Bouncing Zabaglione Bros.
Legend
I think it really depenends on the use case. For home users and most office users SSDs are really a nice to have. If your a pro who uses the computer intensively all day, e.g. a developer, the increase in productivity and morale (less waiting == less frustration) will warrant the higher price for ssds most of the time.
Of course the answer is always "it depends if you are willing to spend to get the speed" but for most people, the numbers do not add up in favour of SSDs.
For me to duplicate my fairly modest 2 1TB drives in RAID 1 (which would cost me £140) with Corsair SSDs I'd need to spend £4472 + cost of a controller to take 8 drives.

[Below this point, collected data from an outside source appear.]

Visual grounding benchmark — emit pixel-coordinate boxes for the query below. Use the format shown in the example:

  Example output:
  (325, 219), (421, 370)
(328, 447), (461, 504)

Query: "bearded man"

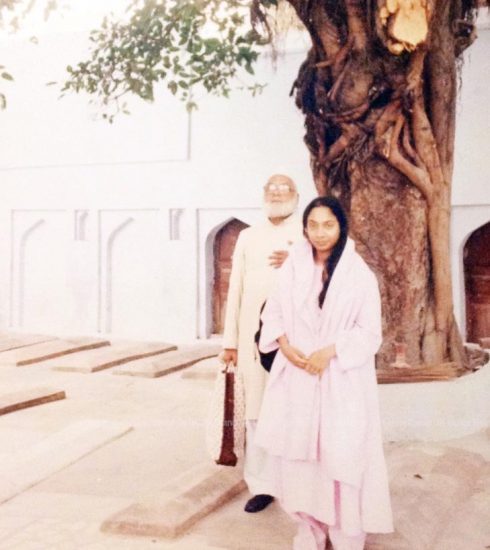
(222, 174), (303, 512)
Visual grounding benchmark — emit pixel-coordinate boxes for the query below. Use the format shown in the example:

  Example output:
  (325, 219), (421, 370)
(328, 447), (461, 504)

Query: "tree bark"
(290, 0), (478, 374)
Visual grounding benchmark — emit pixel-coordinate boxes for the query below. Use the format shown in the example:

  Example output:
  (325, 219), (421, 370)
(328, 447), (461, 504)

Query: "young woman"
(256, 197), (393, 550)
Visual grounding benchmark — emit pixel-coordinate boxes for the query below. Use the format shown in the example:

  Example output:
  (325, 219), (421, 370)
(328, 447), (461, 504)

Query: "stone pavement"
(0, 336), (490, 550)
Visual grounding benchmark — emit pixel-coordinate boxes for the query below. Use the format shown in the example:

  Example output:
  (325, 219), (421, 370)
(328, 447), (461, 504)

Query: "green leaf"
(168, 80), (177, 95)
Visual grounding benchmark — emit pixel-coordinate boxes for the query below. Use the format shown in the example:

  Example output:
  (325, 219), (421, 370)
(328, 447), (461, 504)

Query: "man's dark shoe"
(245, 495), (274, 514)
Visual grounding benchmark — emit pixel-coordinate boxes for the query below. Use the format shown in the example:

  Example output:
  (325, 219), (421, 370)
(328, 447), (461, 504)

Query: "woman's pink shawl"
(255, 239), (384, 486)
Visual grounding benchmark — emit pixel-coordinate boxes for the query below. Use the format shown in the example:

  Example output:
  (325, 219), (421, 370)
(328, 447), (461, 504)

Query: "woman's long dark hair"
(303, 196), (349, 307)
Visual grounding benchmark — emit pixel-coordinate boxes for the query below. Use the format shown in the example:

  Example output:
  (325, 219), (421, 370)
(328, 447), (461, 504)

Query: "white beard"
(264, 196), (298, 218)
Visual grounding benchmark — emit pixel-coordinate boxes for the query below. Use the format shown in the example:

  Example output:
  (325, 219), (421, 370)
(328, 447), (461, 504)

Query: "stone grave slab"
(0, 338), (109, 367)
(0, 332), (58, 352)
(0, 420), (132, 503)
(376, 362), (462, 384)
(50, 342), (177, 373)
(180, 361), (218, 382)
(112, 345), (222, 378)
(101, 464), (245, 538)
(0, 387), (66, 415)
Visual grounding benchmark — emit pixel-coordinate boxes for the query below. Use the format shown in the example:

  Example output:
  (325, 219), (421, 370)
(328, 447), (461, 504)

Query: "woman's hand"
(277, 336), (307, 369)
(305, 344), (336, 376)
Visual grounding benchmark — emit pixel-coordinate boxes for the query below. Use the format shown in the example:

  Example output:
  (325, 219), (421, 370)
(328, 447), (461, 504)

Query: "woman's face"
(305, 206), (340, 252)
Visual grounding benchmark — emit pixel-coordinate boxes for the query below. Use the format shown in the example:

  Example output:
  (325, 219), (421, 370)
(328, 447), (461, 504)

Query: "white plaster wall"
(451, 10), (490, 334)
(0, 12), (313, 343)
(0, 4), (490, 341)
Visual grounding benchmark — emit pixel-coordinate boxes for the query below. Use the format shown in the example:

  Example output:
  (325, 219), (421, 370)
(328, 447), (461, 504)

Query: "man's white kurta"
(223, 214), (303, 420)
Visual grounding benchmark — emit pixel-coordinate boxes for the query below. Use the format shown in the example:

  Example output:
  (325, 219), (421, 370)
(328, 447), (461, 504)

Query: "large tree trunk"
(289, 0), (478, 367)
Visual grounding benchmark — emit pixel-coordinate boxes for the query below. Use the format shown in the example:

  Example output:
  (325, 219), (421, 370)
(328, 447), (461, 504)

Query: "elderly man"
(223, 174), (303, 512)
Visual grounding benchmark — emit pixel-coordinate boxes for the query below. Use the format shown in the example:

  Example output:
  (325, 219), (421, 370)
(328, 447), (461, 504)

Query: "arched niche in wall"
(463, 222), (490, 343)
(212, 218), (248, 334)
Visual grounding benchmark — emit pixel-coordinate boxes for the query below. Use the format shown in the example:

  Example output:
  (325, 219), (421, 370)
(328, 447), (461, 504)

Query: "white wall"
(0, 4), (490, 342)
(0, 11), (313, 342)
(451, 14), (490, 334)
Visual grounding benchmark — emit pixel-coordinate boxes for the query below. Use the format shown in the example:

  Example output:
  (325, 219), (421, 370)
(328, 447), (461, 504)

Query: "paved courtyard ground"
(0, 336), (490, 550)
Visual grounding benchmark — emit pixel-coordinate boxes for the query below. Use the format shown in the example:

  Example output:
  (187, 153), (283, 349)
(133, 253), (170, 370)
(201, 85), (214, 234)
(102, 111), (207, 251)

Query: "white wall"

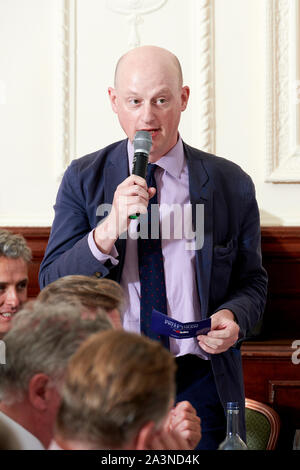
(0, 0), (300, 226)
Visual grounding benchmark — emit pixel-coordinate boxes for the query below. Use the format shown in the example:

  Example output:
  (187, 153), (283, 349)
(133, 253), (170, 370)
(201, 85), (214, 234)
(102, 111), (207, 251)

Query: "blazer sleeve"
(39, 160), (109, 289)
(215, 177), (268, 338)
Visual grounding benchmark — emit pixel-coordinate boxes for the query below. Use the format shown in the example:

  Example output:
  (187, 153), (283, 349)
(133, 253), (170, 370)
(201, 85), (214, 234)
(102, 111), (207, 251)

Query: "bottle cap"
(227, 401), (239, 410)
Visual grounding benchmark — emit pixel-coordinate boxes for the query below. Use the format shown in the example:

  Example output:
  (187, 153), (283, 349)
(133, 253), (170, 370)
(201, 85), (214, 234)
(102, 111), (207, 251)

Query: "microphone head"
(133, 131), (152, 155)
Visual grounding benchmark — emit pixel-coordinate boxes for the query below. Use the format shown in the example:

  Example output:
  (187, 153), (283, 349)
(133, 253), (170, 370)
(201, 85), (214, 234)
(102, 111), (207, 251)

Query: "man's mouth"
(140, 127), (161, 137)
(0, 312), (14, 322)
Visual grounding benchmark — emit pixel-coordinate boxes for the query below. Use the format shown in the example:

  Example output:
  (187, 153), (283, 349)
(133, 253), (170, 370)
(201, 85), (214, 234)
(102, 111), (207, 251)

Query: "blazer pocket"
(214, 238), (236, 261)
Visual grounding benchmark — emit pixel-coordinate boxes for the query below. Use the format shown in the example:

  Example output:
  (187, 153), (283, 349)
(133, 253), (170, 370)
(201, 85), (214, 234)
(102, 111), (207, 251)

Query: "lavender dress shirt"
(88, 138), (209, 359)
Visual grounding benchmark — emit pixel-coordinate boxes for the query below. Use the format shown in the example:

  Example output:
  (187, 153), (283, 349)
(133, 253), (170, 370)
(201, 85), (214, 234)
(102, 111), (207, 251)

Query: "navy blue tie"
(138, 163), (169, 348)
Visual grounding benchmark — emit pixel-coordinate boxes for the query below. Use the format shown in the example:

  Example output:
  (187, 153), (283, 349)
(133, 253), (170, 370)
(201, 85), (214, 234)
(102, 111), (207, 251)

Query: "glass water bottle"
(219, 402), (247, 450)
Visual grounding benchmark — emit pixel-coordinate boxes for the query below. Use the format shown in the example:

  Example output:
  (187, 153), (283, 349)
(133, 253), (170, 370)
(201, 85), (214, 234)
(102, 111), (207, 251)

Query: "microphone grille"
(133, 131), (152, 155)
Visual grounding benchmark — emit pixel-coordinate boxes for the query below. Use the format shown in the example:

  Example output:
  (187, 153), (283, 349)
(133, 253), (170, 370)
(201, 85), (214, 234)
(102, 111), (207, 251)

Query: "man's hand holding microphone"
(94, 131), (156, 254)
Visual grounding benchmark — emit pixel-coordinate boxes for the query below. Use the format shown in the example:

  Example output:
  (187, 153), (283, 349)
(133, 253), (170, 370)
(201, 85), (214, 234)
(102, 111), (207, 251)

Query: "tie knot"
(147, 163), (157, 178)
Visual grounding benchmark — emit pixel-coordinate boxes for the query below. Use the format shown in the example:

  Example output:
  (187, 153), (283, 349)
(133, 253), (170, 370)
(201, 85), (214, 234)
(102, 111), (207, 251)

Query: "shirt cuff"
(88, 230), (119, 266)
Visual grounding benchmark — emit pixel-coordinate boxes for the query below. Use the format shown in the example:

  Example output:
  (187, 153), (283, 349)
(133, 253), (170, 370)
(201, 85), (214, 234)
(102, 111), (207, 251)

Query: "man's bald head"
(114, 46), (183, 88)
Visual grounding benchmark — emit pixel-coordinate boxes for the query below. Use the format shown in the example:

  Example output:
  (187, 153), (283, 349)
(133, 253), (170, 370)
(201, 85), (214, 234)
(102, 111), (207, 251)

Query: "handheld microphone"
(129, 131), (152, 219)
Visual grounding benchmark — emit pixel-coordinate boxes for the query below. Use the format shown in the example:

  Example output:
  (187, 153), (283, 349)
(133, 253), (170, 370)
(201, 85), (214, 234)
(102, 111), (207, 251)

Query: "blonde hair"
(0, 301), (112, 404)
(56, 330), (176, 449)
(0, 229), (32, 263)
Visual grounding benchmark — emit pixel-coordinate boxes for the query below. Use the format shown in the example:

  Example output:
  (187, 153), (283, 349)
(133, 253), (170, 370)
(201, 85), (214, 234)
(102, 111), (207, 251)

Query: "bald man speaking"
(40, 46), (267, 449)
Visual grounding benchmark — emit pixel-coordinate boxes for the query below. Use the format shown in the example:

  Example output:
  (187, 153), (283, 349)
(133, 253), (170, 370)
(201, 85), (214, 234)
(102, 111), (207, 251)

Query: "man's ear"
(134, 421), (155, 450)
(108, 87), (118, 113)
(28, 373), (50, 411)
(181, 86), (190, 111)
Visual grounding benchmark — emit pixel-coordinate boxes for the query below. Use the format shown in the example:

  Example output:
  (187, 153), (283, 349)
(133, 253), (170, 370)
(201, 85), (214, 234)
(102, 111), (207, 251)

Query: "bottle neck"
(226, 410), (239, 436)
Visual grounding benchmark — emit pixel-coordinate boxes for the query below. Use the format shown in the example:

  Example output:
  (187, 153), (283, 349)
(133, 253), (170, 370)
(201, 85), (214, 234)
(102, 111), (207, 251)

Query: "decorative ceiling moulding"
(265, 0), (300, 183)
(106, 0), (216, 153)
(56, 0), (77, 180)
(106, 0), (168, 48)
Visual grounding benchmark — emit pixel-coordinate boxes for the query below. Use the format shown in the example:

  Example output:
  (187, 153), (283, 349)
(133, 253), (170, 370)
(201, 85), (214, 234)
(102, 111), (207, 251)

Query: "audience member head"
(0, 229), (31, 338)
(55, 330), (176, 449)
(38, 275), (124, 328)
(0, 302), (112, 447)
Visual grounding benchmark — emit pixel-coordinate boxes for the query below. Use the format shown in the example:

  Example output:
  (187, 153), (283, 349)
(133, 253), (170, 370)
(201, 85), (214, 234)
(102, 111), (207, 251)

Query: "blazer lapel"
(185, 144), (213, 318)
(104, 140), (129, 204)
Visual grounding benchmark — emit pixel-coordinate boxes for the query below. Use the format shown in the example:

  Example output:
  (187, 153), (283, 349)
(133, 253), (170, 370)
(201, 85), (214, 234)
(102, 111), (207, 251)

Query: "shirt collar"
(127, 136), (184, 178)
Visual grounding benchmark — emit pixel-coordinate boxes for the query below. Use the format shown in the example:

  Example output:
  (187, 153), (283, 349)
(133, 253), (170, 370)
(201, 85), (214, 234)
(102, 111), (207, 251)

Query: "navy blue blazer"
(39, 140), (267, 435)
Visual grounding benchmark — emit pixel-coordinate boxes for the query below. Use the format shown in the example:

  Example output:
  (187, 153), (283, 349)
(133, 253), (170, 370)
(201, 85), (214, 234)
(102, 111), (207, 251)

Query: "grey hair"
(0, 301), (113, 404)
(0, 229), (31, 263)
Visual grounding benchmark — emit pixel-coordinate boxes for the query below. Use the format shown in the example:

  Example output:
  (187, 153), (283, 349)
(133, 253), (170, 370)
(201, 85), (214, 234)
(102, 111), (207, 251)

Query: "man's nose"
(5, 287), (20, 307)
(142, 102), (155, 125)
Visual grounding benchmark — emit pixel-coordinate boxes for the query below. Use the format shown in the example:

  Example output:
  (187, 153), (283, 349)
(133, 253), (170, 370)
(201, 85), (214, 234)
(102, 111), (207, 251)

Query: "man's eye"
(18, 282), (27, 290)
(129, 98), (140, 106)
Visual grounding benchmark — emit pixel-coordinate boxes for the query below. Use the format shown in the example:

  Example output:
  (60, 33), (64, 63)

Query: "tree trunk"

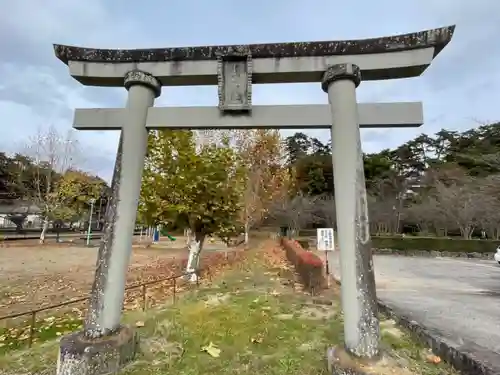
(245, 219), (250, 246)
(40, 216), (49, 244)
(186, 232), (205, 282)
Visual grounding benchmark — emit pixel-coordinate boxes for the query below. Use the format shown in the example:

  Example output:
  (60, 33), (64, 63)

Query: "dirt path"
(0, 242), (187, 316)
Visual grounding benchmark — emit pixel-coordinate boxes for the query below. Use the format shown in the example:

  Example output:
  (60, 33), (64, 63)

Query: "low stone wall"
(373, 249), (495, 259)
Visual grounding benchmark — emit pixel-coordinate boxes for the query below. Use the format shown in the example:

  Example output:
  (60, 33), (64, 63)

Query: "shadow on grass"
(0, 248), (456, 375)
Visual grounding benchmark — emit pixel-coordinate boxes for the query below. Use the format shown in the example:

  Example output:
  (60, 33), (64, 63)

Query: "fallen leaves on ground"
(201, 341), (221, 358)
(0, 250), (249, 353)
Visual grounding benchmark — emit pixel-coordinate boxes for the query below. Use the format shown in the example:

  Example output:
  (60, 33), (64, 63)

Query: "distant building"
(0, 200), (42, 229)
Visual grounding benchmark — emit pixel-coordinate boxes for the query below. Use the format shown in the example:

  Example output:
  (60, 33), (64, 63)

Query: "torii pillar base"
(57, 326), (139, 375)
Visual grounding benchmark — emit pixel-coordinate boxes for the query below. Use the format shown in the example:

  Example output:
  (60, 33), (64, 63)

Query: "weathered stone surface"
(321, 64), (361, 93)
(85, 134), (123, 338)
(57, 326), (138, 375)
(54, 26), (455, 64)
(123, 70), (161, 98)
(217, 51), (253, 113)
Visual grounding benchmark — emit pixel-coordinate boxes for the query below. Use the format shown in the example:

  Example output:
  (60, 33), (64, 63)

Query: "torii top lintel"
(54, 26), (455, 86)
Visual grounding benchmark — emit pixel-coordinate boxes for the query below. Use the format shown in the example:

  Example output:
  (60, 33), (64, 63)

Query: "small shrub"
(281, 238), (326, 292)
(372, 237), (500, 253)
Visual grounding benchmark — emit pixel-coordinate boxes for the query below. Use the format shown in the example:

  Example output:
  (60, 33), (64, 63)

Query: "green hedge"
(372, 237), (500, 253)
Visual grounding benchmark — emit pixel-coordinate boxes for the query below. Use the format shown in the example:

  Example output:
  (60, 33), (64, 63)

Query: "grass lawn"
(0, 244), (457, 375)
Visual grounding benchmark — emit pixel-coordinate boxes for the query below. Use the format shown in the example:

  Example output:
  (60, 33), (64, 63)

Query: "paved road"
(334, 255), (500, 358)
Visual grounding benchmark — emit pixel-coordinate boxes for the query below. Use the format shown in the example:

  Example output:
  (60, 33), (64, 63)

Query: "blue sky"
(0, 0), (500, 179)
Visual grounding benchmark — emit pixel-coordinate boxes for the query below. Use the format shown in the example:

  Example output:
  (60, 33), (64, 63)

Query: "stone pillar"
(57, 71), (161, 375)
(322, 64), (380, 358)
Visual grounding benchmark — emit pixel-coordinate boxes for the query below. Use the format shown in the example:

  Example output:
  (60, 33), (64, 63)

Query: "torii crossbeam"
(73, 102), (424, 130)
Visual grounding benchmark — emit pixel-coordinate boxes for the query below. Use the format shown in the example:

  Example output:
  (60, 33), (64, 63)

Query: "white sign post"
(316, 228), (335, 286)
(317, 228), (335, 251)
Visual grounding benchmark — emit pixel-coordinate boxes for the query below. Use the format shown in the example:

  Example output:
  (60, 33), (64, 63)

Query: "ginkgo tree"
(234, 129), (289, 244)
(139, 130), (244, 280)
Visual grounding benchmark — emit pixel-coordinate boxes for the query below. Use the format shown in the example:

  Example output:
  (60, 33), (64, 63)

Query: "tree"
(139, 130), (244, 280)
(51, 169), (107, 226)
(234, 129), (289, 244)
(269, 193), (321, 235)
(20, 126), (78, 243)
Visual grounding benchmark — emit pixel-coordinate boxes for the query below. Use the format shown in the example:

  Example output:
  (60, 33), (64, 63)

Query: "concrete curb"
(332, 275), (500, 375)
(373, 249), (495, 260)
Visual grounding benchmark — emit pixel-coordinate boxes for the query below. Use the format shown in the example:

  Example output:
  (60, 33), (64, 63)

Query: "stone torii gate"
(54, 26), (454, 375)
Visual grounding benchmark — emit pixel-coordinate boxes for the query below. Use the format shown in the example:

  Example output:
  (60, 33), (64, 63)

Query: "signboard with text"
(316, 228), (335, 251)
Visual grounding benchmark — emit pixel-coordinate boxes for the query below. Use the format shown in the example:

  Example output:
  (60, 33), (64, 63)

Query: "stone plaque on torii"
(54, 26), (454, 375)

And they are not the most expensive models.
That's just not viable even for a heavy home/power user to save what amounts to just a few minutes a day for 4-5 times the cost of the whole PC. You can get most of those minutes back just by tuning your system or changing your work practices. Heck, you can put together a pretty good home PC for the price of one single high end 256GB SSD.
Even most businesses are not going to quintuple their PC hardware costs for such small gains unless disc speed is really a massive and critical bottleneck. It's cheaper to have your staff twiddle their thumbs for a couple of minutes a day.
I certainly think that SSDs or something better will be the future (who doesn't want to replace the slowest bottleneck in their PC with something that fast?) but they will have to get a lot bigger and a lot cheaper before that happens.